7 巨大なガ●ャポン装置
試験管の中ですくすく育つ胎児。文字通り【試験管ベビー】だ。
体外受精の技術が世に出た1980年代、試験管で育つわけでもないのにそう呼ばれていたんだよね。
ちょうど4度目の人生の頃だ。
私も子を宿して、そして腹の子共々殺されたんだ……。
小さいながらも懸命に鼓動を刻む姿を見て、今更だけど自身の罪深さを知った。
「ごめん…ごめんね……私の赤ちゃん……」
涙が止まらなくなった私を、女神様が優しく抱きしめてくれた。
私よりずっと小柄で、お胸も小さいけれど、全てを包み込むようなその暖かさは、まるで……
「お母さん……」
自然に出てしまった言葉だった。
「リンカ、駄目よ?あなたが私を親だと認めたら、呪いが発動しちゃうじゃない。私はあなたを殺すなんて絶対嫌なんだからね!」
「うわぁーん……」
………
しばらくの間泣き続け、落ち着いたあとめっちゃ恥ずかしくなった。
女神様はニヤニヤしてるし。ちくせう。
「よし、培養液注入と温度管理は自動で行われるから完璧よ。あとは完全に育つまで10日ほどかしらね」
「早っ!」
「神様だけの特権で時空系の魔法を使ってるんだ。
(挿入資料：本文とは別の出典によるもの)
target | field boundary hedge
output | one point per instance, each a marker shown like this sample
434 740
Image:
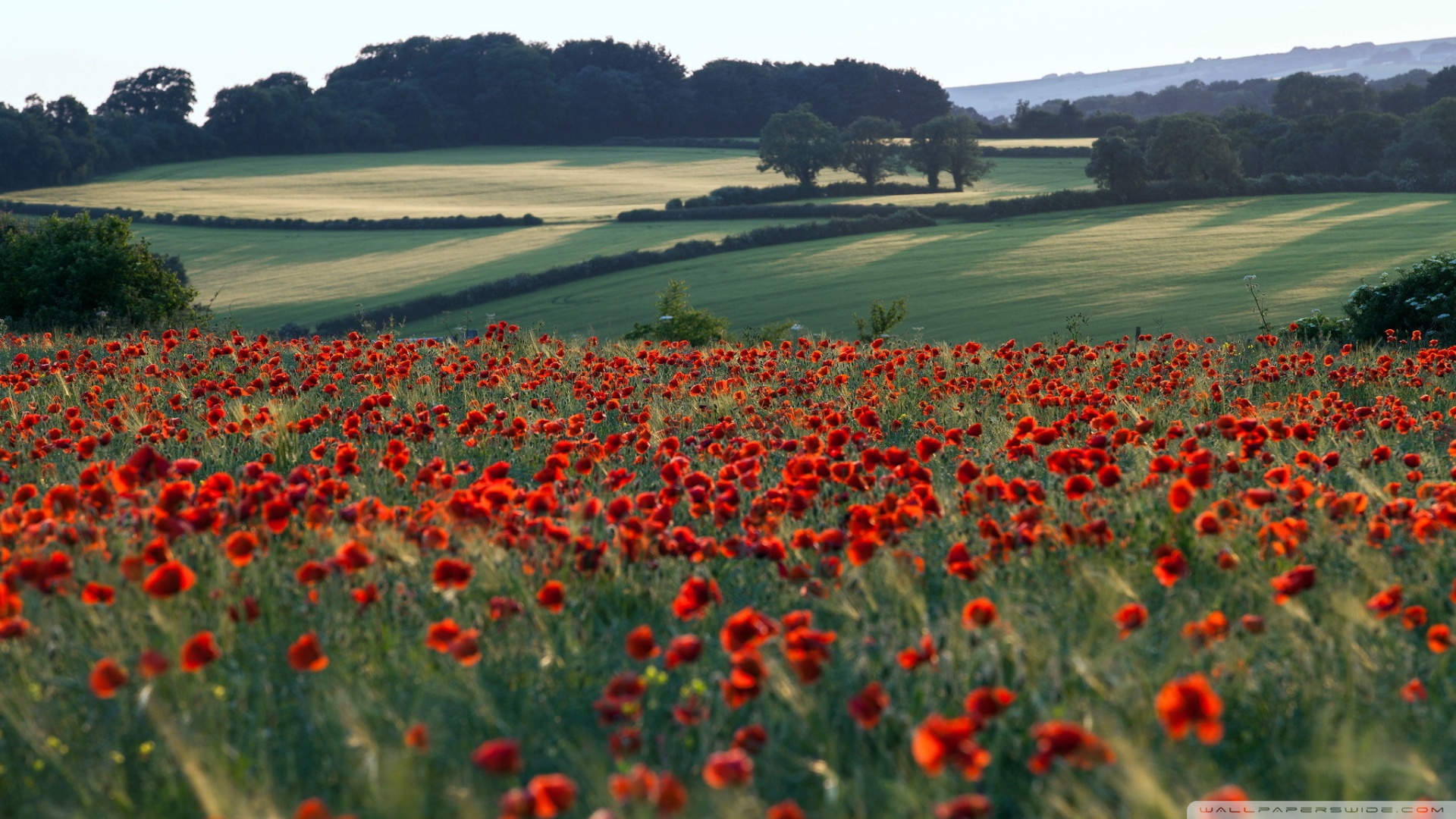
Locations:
899 219
1274 184
1037 152
682 142
234 222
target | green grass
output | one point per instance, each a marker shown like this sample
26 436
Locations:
552 183
1172 265
264 279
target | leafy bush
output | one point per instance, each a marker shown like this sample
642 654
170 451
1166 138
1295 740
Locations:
881 319
679 321
1420 297
80 271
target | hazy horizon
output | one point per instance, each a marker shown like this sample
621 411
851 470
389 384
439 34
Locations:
235 46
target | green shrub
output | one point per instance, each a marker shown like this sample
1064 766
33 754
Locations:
679 321
82 271
1420 297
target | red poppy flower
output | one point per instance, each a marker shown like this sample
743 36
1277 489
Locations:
685 649
456 575
1293 582
728 768
1190 704
466 648
440 634
968 806
107 678
912 659
750 738
1180 496
98 595
940 742
1171 566
695 596
641 645
1386 602
239 547
1130 618
1059 739
353 557
867 706
1439 639
987 701
498 757
552 596
169 579
200 651
306 654
960 563
552 795
1414 691
979 614
747 629
419 738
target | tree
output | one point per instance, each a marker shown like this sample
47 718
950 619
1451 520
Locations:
870 149
1304 93
164 93
800 145
1191 148
679 321
76 271
1119 164
948 145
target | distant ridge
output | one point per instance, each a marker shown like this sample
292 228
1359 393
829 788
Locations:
1375 61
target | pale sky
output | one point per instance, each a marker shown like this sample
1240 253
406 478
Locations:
82 47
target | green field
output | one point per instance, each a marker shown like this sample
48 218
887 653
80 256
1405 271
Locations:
554 183
264 279
1175 267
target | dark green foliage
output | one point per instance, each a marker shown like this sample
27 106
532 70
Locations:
61 273
948 145
870 149
900 219
1304 93
159 93
679 321
1426 153
1421 297
1193 149
1119 164
800 145
881 319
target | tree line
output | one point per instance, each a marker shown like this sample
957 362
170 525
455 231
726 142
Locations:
444 93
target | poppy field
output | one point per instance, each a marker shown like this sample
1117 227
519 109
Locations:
532 577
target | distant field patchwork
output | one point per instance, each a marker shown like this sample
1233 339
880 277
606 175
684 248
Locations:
554 183
1174 267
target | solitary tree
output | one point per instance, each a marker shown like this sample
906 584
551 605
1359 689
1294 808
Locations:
948 145
1117 164
1191 148
679 321
799 145
166 93
870 149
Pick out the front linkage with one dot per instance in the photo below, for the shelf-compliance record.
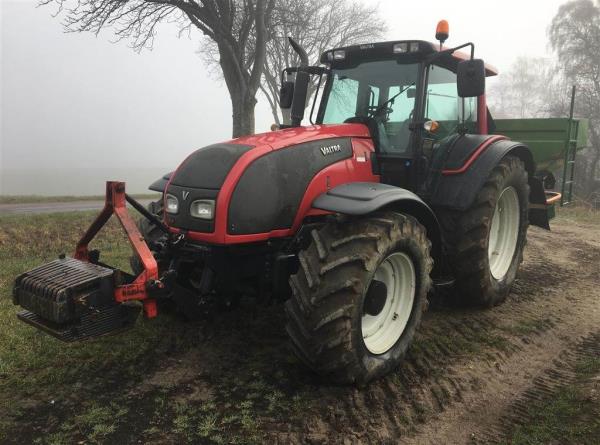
(80, 297)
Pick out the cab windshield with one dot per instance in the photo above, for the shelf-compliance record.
(383, 90)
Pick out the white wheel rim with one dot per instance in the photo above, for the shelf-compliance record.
(382, 331)
(504, 232)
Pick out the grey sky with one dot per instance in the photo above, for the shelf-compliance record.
(78, 101)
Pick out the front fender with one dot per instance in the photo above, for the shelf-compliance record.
(462, 177)
(363, 198)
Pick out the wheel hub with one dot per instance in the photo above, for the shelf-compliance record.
(504, 233)
(375, 298)
(388, 303)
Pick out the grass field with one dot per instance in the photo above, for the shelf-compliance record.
(35, 367)
(89, 392)
(35, 199)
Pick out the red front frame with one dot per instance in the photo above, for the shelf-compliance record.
(138, 289)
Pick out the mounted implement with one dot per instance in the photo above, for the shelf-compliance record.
(400, 186)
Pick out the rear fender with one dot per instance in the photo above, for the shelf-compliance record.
(363, 198)
(456, 186)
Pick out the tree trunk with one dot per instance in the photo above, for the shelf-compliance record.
(242, 113)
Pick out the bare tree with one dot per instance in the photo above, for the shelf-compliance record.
(575, 37)
(533, 87)
(317, 25)
(237, 29)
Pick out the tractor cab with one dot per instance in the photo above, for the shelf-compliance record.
(413, 95)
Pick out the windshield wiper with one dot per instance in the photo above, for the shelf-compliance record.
(391, 100)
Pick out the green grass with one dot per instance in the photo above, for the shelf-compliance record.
(571, 416)
(36, 369)
(84, 386)
(35, 199)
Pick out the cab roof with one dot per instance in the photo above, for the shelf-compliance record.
(415, 51)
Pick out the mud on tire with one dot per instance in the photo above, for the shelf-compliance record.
(328, 293)
(467, 234)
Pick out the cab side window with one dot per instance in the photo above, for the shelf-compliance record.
(443, 105)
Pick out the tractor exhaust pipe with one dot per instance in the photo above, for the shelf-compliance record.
(301, 86)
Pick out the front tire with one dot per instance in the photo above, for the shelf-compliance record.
(358, 296)
(487, 240)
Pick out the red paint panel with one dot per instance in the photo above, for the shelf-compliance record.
(354, 169)
(474, 156)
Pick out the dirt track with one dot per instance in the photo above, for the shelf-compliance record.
(463, 375)
(467, 378)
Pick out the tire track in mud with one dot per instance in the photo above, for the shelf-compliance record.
(461, 362)
(554, 303)
(436, 371)
(543, 388)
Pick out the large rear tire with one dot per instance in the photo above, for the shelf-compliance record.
(486, 241)
(358, 296)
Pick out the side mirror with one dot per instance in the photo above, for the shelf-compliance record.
(471, 78)
(299, 99)
(286, 94)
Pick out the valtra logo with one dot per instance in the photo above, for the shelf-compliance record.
(331, 149)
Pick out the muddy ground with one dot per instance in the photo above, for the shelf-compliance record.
(470, 377)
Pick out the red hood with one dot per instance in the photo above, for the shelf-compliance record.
(292, 136)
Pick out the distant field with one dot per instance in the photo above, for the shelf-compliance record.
(33, 199)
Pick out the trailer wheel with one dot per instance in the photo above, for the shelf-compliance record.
(487, 240)
(149, 231)
(358, 296)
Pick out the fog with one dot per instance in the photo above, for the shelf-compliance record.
(77, 110)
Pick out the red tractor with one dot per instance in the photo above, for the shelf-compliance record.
(398, 187)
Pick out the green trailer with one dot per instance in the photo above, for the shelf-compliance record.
(554, 143)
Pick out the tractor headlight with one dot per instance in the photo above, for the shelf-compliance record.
(172, 204)
(203, 209)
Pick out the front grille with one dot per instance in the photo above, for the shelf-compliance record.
(60, 291)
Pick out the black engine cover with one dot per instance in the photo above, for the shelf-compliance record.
(268, 194)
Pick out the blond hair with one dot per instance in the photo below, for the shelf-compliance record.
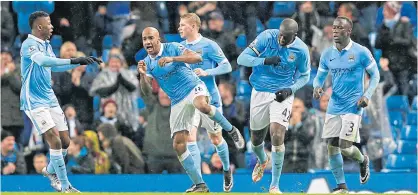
(65, 45)
(194, 18)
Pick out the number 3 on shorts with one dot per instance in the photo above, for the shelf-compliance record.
(286, 114)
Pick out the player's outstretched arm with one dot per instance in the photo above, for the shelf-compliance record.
(144, 80)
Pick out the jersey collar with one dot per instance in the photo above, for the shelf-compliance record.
(159, 53)
(195, 41)
(37, 39)
(348, 47)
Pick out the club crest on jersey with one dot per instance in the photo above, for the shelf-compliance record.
(252, 44)
(291, 57)
(351, 58)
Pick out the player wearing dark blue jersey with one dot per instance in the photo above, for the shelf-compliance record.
(214, 63)
(168, 64)
(348, 62)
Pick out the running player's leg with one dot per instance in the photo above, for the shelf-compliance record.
(201, 102)
(336, 164)
(214, 131)
(42, 120)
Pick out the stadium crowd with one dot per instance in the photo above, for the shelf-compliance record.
(116, 129)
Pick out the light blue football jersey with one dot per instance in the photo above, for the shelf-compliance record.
(177, 79)
(347, 70)
(294, 57)
(36, 80)
(212, 55)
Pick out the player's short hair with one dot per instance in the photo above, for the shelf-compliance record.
(347, 19)
(192, 17)
(35, 15)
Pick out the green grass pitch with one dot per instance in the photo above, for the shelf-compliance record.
(116, 193)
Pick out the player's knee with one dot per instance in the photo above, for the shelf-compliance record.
(332, 150)
(53, 140)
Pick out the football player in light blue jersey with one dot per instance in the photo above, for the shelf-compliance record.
(37, 99)
(214, 63)
(348, 62)
(281, 66)
(167, 63)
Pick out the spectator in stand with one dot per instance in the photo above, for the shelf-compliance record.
(202, 9)
(158, 148)
(119, 84)
(319, 159)
(298, 139)
(12, 159)
(11, 116)
(121, 150)
(75, 128)
(101, 160)
(8, 33)
(61, 80)
(39, 162)
(80, 160)
(226, 41)
(395, 39)
(236, 113)
(110, 116)
(358, 33)
(306, 17)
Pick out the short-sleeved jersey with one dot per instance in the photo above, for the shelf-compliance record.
(177, 79)
(212, 55)
(36, 80)
(294, 59)
(347, 70)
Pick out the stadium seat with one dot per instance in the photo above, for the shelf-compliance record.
(173, 38)
(412, 118)
(397, 103)
(228, 25)
(162, 9)
(260, 26)
(56, 42)
(401, 162)
(107, 42)
(241, 41)
(284, 8)
(406, 147)
(414, 103)
(140, 55)
(396, 119)
(409, 132)
(23, 9)
(140, 103)
(274, 23)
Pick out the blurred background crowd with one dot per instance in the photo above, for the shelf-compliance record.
(114, 129)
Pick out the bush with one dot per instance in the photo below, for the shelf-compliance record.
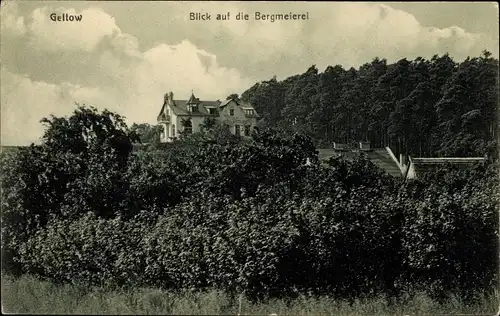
(244, 216)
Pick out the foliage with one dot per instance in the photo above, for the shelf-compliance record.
(263, 216)
(420, 107)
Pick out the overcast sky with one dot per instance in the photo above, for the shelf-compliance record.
(125, 56)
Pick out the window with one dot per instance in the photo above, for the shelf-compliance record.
(188, 127)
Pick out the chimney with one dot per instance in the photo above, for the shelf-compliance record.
(339, 146)
(364, 146)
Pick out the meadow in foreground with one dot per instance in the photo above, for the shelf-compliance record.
(29, 295)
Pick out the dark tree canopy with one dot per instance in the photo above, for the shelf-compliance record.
(420, 107)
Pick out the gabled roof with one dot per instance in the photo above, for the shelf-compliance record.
(180, 107)
(193, 99)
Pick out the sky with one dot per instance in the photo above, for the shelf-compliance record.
(125, 55)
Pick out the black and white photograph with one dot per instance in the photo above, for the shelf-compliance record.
(249, 158)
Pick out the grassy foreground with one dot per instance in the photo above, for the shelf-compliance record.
(29, 295)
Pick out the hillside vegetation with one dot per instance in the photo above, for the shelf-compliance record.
(261, 217)
(247, 217)
(422, 107)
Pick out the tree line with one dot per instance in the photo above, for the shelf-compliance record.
(239, 215)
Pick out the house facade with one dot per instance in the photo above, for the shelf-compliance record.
(188, 116)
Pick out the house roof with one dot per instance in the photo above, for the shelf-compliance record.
(193, 99)
(379, 156)
(179, 107)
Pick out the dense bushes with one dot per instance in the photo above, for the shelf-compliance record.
(247, 217)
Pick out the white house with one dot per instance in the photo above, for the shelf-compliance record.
(187, 116)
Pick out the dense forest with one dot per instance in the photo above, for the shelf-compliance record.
(421, 107)
(261, 216)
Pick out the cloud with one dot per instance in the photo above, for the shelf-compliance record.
(94, 61)
(85, 35)
(24, 102)
(11, 23)
(134, 84)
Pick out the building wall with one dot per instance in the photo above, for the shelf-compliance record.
(239, 118)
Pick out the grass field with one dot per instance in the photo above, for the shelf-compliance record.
(28, 295)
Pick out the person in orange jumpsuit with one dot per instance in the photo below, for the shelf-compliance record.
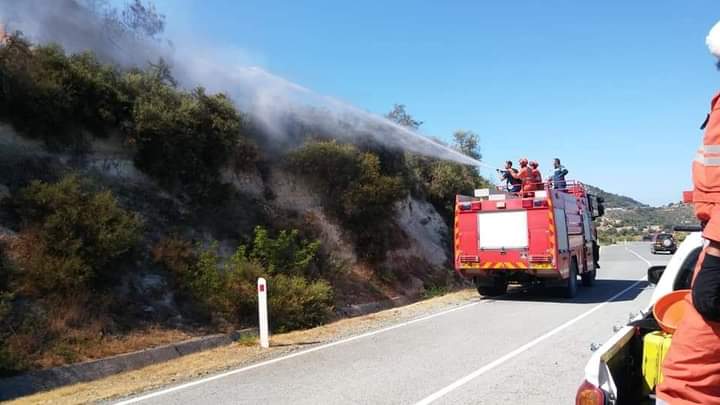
(691, 369)
(524, 174)
(536, 176)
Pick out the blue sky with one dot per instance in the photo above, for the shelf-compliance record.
(616, 89)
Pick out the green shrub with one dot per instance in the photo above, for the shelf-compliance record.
(184, 138)
(356, 191)
(181, 138)
(71, 235)
(447, 179)
(228, 289)
(50, 96)
(286, 253)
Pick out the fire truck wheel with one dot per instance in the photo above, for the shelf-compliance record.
(499, 287)
(588, 278)
(571, 288)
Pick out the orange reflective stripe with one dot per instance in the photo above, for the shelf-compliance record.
(706, 166)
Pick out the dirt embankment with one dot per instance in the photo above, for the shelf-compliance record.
(153, 313)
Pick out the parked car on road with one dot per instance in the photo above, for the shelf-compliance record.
(614, 373)
(663, 242)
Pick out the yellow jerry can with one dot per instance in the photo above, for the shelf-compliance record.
(655, 347)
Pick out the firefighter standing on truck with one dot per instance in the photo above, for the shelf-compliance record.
(692, 367)
(524, 175)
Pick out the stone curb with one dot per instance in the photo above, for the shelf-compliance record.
(371, 307)
(41, 380)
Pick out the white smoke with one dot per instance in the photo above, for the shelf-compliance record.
(713, 40)
(275, 103)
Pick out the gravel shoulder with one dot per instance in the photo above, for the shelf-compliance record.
(241, 354)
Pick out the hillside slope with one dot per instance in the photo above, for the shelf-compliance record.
(615, 200)
(134, 212)
(628, 219)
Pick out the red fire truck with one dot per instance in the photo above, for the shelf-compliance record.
(544, 236)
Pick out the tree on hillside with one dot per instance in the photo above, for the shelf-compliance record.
(467, 142)
(400, 116)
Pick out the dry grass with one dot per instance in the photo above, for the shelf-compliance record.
(236, 355)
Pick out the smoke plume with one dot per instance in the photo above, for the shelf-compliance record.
(276, 104)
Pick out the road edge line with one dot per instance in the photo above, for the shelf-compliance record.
(527, 346)
(649, 263)
(293, 355)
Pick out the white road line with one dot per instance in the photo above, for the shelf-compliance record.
(293, 355)
(639, 256)
(477, 373)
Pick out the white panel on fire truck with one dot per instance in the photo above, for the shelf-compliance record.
(503, 229)
(561, 229)
(482, 192)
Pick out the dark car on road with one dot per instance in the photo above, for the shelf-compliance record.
(663, 242)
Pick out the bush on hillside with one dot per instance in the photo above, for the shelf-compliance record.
(71, 236)
(181, 138)
(227, 288)
(51, 96)
(184, 138)
(356, 191)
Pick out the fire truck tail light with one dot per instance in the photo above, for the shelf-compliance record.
(589, 394)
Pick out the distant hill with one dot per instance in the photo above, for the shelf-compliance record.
(628, 219)
(615, 200)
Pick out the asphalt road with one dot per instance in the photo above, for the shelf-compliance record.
(525, 347)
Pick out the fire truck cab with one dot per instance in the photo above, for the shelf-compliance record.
(544, 236)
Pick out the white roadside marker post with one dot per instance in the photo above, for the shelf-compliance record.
(262, 313)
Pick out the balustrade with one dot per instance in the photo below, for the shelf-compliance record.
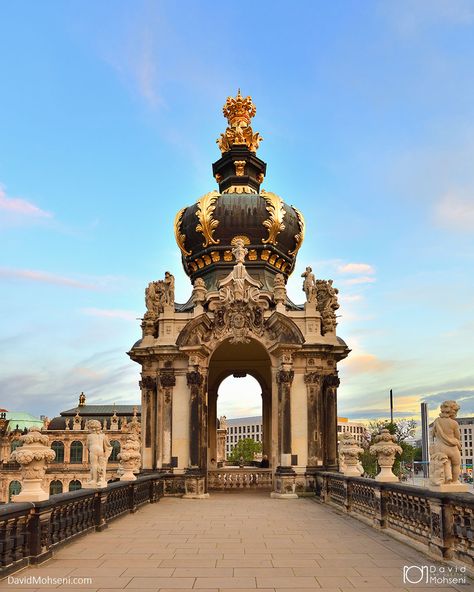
(30, 532)
(443, 522)
(232, 479)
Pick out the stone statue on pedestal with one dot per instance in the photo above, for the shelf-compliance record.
(99, 452)
(385, 448)
(309, 285)
(445, 452)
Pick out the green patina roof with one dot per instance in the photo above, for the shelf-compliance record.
(22, 419)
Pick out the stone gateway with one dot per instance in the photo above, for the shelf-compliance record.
(239, 245)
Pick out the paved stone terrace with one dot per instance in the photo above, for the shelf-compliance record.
(234, 542)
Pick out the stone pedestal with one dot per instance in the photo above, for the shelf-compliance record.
(33, 456)
(386, 448)
(195, 484)
(285, 484)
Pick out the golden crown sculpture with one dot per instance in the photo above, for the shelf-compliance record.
(239, 111)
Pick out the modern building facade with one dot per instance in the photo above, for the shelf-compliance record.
(243, 427)
(356, 429)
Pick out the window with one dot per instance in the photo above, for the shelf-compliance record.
(55, 487)
(13, 446)
(75, 485)
(115, 450)
(58, 448)
(76, 452)
(13, 489)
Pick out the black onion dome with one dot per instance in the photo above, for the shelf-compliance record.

リンカには無理だからね!」
「時空系魔法ってタイムトラベルも出来るの?ねえドク!1.21ジゴワット出せるの?」
「誰がドクじゃ!守秘義務があるから答えられませんっ」
「ちぇっ…」
「腐ってる暇はないよー!10日の間に、リンカには100回転生してもらいます!」
「えーっ?転生したくないって言ったよね?」
「大丈夫大丈夫、100枚個人識別カードを作成するだけの簡単なお仕事ですからっ」
「なんですか、その闇バイト的な表現は!」
「うふふふ、いいものもらえるんだからいいじゃない♪レッツガ●ャガチャ!」
女神様が指パッチンで出現させたもの、それはまさしく【巨大なガ●ャポン装置】だったのだ。
申し訳ありません、特許のある商品名を書いてしまいました。
訂正しましたのでお許しくださいませ。